Furthermore, our findings for a higher diet quality and low systolic and diastolic blood pressure were in line with results from the Framingham Children’s study, a longitudinal study of children (aged 3–6 years) and their parents [20] and another cross-sectional study that examined associations of dietary patterns of children at age 7 years with individual cardiometabolic risk factors at age 10 years [21]. The latter study reported associations of a dietary pattern rich in energy-dense foods, processed meat, and low in vegetables with higher blood pressure. After adjustment for BMI associations between diet and SBP remained, but attenuated for DBP. Therefore, associations with DBP might be partly explained by BMI. In our study, associations with blood pressure were not explained by BMI. It would be interesting for future research to study the role of obesity in the association between diet quality and cardiometabolic health in children.

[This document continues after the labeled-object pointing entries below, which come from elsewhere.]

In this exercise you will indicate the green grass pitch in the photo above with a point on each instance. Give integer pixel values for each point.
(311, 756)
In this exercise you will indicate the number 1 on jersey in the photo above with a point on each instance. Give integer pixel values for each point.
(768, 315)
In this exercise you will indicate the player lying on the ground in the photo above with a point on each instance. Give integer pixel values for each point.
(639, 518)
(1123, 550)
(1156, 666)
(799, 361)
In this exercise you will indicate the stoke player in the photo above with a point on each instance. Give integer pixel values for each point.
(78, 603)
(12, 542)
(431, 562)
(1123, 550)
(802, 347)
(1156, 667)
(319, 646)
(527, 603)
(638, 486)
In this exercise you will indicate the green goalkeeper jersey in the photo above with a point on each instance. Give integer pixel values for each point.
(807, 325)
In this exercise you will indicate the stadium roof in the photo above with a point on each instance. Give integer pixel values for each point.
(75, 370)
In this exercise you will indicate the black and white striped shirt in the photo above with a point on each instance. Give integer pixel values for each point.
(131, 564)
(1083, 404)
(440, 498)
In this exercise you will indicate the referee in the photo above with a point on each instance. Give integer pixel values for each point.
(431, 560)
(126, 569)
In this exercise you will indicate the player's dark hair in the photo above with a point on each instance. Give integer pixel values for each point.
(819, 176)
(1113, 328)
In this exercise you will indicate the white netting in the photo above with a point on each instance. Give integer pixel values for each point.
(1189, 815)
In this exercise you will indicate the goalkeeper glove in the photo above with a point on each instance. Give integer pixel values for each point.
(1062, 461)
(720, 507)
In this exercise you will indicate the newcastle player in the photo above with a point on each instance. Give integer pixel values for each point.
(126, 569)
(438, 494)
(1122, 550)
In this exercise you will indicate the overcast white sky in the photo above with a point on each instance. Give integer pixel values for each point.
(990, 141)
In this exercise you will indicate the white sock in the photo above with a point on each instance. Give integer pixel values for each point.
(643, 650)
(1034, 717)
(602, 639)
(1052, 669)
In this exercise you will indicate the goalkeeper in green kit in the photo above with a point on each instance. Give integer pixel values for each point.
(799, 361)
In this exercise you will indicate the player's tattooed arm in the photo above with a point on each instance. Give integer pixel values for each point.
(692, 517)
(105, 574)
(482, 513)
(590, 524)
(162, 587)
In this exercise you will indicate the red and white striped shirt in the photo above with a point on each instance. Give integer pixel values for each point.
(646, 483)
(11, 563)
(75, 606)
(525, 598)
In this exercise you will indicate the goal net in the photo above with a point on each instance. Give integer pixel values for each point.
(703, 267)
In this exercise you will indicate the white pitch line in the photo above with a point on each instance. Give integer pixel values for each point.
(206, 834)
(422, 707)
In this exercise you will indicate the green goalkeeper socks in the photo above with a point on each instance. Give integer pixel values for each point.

Hypertension and other cardiometabolic risk factors in childhood are suggested to track into adulthood, thereby influencing the risk of cardiovascular diseases [22]. Therefore, it is important to improve dietary intake already in childhood to prevent the development of chronic diseases.

Strengths and limitations of this study

Strengths of this study are the large prospective population-based cohort-based design and the availability of information on several covariates that enabled us to adjust for potential confounding factors. In contrast to previous studies on only single nutrients or food products, our study took overall diet quality into account. This method takes into account the correlations between foods and nutrients and may give a more real-life presentation of diet, as children consume a combination of different food products and nutrients [23]. Additionally, detailed information was available regarding the cardiometabolic health outcomes, which allowed us to create a continuous cardiometabolic risk factor score. A continuous score has been proven to be less prone to errors compared to a dichotomous approach [17, 24].

A limitation of our study was that the FFQ was developed for and validated in Dutch children, but our study consisted of a multi-ethnic cohort. However, sensitivity analysis restricted to children with a Dutch ethnic background showed similar results as analysis in the whole study population; therefore, suggesting no large bias due to ethnicity. Additionally, non-response analyses of dietary data suggested that the mothers of children without dietary data more often had a higher BMI, a lower educational status, and a lower household income than those for whom we had dietary data available [12].

Furthermore, the use of non-fasting blood samples may have led to non-differential misclassification of blood lipid and insulin values and may have therefore limited our possibility to pick up a potential association with these outcomes. However, previous findings indicate that non-fasting blood samples can still predict risks of cardiometabolic health [25]. Our study population may also have been too young and healthy to pick up any differences in these outcomes. Lastly, the observational design of our study could introduce residual confounding. For instance, we used screen time as a proxy for sedentary behaviour and participation in sports as a proxy for physical activity, both reported by parents. Therefore, we may not have fully covered the physical activity levels of the children.

Conclusions

In conclusion, we observed an association between higher diet quality and better cardiometabolic health in childhood, mainly because of a lower blood pressure.

Further studies should explore associations of diet quality in childhood with long-term cardiometabolic health, to investigate whether the observed changes in blood pressure persist into adulthood and whether high blood pressure during childhood could predict hypertension in adulthood.